Do we say a sum "diverges" or can we say it "equals $\infty$"?

Question

Is it correct or acceptable to say that a positive divergent series equals infinity or can we only say "it diverges"?

Ignoring the whole $-1/12$ thing where we assign finite values to divergent series, I'm not talking about that right now.

I'm asking about saying things like "$\sum_{n=0}^{\infty} n = \infty$" versus saying "The sum $\sum_{n=0}^{\infty} n$ diverges and that's all we can say about it, it doesn't sum to any particular value."

So I am asking about this idea that it doesn't sum to any finite value, i.e. doesn't equal anything, but then we say it equals infinity, which isn't a number.

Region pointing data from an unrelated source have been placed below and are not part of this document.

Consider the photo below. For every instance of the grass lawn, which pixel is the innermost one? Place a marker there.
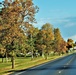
(22, 63)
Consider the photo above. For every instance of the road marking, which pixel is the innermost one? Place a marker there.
(20, 73)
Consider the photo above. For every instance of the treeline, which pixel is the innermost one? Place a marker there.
(19, 36)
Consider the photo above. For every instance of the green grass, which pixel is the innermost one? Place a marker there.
(22, 63)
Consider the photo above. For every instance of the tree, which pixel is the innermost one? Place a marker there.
(13, 15)
(58, 41)
(69, 43)
(45, 37)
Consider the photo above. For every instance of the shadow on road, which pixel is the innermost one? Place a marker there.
(63, 67)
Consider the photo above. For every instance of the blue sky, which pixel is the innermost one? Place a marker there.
(60, 13)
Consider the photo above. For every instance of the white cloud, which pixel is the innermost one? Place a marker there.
(73, 37)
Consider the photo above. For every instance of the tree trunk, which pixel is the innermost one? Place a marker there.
(6, 57)
(13, 62)
(2, 59)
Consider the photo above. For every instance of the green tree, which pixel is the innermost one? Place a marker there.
(13, 15)
(57, 41)
(45, 37)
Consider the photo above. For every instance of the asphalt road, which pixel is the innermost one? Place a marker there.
(62, 66)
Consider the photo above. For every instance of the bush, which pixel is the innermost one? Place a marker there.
(20, 55)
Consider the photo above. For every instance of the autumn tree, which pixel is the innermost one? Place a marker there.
(13, 15)
(45, 37)
(69, 43)
(58, 41)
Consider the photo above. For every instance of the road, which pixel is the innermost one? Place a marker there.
(62, 66)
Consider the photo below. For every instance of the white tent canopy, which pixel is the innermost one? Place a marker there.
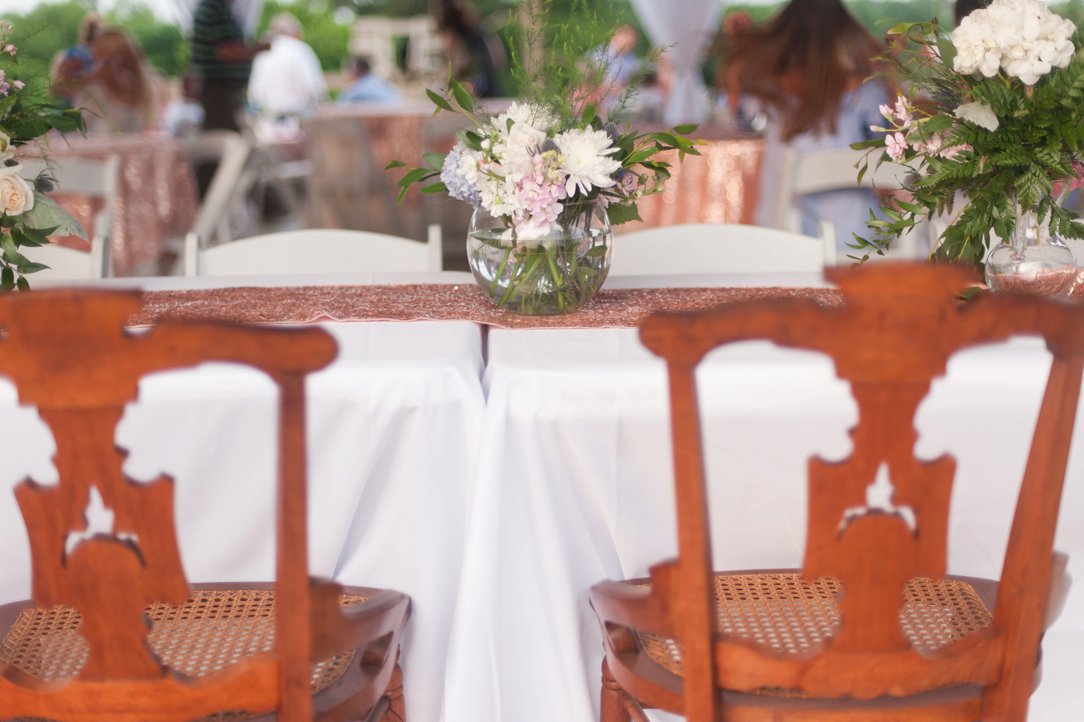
(683, 27)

I hope I'm asking this correctly. I'm mostly just interested if $\sum_{n=0}^{\infty} n = \infty$ is considered acceptable or if it's technically wrong terminology, and we can't assign anything to the sum and say it diverges.

Answer 1

Yes, you can say that a sum is infinite.

Proof: Gilbert Strang and Patrick Fitzpatrick say that in their books (see here and here).

Answer 2

It's equivalent to say "the series (or sequence) diverges" and $lim_n \sum_{i=1}^n a_i= \pm \infty$ (or $\lim_n a_n = \pm \infty$) or the limit doesn't exist at all.

Answer 3

Saying a sum "converges to $\infty$ (or $-\infty$)" is just saying that it diverges in a special way. But a sum may "diverge" without "converging to $\infty$ (or $-\infty$)- for example $\sum_{i=0}^\infty (-1)^i$ diverges but does not go to "infinity" or "negative infinity", it diverges because the sequence of partial sums, 1, 0, 1, 0, 1, 0,... does not converge.